What process safety management and Jenga have in common
Think of the 14 parts and subparts of the OSHA Process Safety Management regulation as a Jenga tower/game with 14 levels. How many people and plants truly believe they have all the pieces in place, or that they are all 100% effective? Perhaps your facility is more like a tower with a quarter of the pieces missing. What’s deceptive is that such a tower is still standing. Everyone then naturally assumes they must be OK. Yet even a child would realize the tower is not as strong or as resilient as before. Might we be able to measure, visualize, or judge the resiliency of the tower and determine if it were getting close to toppling?
Process plants obviously aren’t as simple as a Jenga tower. Organizations are complex, messy, and usually have conflicting goals. For example, NASAs motto was actually “Faster, Better, Cheaper”. As wonderful as that may initially sound, can any organization actually be all three? How much can you sacrifice one goal to achieve the other two? Such decisions are rarely clear. Jens Rasmussen wrote how complex systems are bounded by three constraints; economic, workflow, and safety. Imagine them as slightly overlapping circles. Beyond the economic boundary, the system cannot sustain itself financially. Beyond the workload boundary, the people or technology cannot perform the tasks they are supposed to. Beyond the safety boundary, systems will functionally fail.
The goal is to remain within the space bound by all three. Yet the three areas may overlap a lot, resulting in a lot of slack (i.e., a resilient organization), or they may overlap very little, meaning even a small change can trigger a major breakdown (i.e., a brittle organization). Keep in mind that the circles, and your location within them, move over time. Organizations are never static, they drift. And as Sidney Dekker wrote, they may drift into failure.

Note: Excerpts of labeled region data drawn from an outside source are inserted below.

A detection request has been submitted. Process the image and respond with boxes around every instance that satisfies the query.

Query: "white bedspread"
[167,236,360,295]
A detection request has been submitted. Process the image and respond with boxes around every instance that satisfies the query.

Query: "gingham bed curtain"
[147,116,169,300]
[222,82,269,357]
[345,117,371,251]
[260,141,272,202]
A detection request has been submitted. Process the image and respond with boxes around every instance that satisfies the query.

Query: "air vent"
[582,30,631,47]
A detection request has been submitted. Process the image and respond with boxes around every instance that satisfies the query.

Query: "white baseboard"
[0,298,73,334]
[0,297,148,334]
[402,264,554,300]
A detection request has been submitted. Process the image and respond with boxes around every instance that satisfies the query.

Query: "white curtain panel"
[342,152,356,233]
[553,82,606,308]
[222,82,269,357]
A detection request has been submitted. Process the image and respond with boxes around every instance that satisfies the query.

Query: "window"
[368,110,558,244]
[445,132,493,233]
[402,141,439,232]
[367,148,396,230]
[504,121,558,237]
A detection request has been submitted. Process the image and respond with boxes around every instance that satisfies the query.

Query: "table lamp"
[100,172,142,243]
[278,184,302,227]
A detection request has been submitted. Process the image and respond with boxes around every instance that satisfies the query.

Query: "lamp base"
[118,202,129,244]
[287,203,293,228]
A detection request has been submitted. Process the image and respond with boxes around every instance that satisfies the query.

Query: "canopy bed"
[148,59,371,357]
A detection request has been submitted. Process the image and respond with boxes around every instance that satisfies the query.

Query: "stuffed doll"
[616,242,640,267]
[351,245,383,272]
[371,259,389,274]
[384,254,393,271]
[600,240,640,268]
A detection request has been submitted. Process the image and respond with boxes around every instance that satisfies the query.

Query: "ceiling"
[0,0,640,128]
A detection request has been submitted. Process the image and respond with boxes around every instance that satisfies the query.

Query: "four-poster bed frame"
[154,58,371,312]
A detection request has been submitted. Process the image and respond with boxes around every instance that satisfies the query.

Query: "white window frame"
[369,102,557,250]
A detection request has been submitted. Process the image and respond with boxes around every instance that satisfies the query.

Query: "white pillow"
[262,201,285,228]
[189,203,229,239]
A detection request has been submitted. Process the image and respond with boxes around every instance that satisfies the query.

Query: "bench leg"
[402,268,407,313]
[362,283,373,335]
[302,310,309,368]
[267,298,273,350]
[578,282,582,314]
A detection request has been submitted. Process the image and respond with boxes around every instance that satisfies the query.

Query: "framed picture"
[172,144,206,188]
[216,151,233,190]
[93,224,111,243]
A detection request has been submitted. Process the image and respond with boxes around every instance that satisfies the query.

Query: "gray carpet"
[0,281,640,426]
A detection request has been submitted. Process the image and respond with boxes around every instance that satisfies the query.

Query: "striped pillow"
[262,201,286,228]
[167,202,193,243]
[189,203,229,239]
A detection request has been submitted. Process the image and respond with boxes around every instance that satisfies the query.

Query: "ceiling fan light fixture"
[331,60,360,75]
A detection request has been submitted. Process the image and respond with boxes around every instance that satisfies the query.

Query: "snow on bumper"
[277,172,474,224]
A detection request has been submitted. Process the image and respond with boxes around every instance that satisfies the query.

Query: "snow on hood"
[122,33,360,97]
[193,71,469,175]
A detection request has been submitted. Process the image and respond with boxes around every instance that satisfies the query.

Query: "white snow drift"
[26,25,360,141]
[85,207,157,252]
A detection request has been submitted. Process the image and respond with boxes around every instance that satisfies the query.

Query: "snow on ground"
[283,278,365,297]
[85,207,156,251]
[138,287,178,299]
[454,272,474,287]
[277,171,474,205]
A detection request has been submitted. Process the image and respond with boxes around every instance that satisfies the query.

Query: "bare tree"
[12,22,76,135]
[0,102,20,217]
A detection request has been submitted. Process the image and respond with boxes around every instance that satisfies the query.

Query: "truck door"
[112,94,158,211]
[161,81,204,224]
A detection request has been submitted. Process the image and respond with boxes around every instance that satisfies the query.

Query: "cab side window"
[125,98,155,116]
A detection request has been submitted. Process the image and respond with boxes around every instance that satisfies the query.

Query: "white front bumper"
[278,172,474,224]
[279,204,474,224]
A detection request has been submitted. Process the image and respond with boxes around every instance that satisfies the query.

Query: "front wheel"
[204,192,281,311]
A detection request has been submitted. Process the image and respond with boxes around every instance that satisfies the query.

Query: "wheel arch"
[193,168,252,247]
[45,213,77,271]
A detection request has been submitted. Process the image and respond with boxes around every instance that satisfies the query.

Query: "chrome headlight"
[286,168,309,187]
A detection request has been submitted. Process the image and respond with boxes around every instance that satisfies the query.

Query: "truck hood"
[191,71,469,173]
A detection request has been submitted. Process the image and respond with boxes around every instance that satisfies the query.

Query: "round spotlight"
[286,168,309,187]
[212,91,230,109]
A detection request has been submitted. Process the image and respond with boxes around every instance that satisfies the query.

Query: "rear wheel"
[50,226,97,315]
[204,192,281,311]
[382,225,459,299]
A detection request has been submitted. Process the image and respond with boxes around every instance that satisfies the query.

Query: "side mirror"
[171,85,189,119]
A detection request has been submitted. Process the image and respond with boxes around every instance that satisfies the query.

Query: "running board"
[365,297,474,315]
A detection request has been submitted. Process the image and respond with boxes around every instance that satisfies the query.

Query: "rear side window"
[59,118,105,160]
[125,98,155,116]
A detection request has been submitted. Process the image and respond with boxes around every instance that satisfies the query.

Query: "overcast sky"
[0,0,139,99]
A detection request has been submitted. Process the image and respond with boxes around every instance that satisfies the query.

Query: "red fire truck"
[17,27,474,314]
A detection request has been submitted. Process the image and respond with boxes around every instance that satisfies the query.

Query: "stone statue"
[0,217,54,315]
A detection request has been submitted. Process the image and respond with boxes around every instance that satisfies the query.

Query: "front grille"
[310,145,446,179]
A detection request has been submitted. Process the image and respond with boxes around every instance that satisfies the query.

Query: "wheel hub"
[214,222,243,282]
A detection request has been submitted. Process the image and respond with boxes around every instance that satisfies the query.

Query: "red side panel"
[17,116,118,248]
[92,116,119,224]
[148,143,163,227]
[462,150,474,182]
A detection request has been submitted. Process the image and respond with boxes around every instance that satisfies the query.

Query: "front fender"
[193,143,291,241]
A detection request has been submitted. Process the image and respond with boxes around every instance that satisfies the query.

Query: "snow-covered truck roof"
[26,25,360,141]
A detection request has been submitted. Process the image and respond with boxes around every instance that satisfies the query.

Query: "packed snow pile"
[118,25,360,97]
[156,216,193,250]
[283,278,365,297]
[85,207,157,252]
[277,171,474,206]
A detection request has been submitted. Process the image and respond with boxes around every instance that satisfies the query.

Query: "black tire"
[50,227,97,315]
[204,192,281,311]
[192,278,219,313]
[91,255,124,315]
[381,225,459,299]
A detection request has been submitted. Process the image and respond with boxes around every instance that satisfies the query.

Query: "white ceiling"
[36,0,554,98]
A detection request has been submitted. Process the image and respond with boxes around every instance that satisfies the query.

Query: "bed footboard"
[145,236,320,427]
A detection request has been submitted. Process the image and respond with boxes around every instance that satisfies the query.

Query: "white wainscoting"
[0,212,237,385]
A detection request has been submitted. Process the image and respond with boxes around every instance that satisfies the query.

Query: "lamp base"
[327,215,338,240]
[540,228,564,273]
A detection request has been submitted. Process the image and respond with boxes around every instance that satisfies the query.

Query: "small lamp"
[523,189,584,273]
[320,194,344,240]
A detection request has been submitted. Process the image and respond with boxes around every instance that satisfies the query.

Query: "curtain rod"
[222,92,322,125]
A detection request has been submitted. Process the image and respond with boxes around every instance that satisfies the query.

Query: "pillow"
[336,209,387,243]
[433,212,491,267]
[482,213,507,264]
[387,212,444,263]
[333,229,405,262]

How control theory could help
Control theory could be used to help determine if a facility were inside the ‘sweet spot’ or not. It could even be possible to visualize this, show the values changing over time, and provide it as a tool to management. A partial list of items to track could include the following:
- Safety factors: # of safety loops in bypass, # of safety loops past proof test intervals, % of actual failure rates greater than assumed rates, % of demand rates on safety functions higher than assumed, # of near hits, # of toxic and combustible gas releases, etc.
- Workload factors: Staff vacancies, maintenance backlog, % of hazard assessment recommendations not closed out, known reliability problems, not meeting projected equipment efficiencies, not meeting projected production quotas, etc.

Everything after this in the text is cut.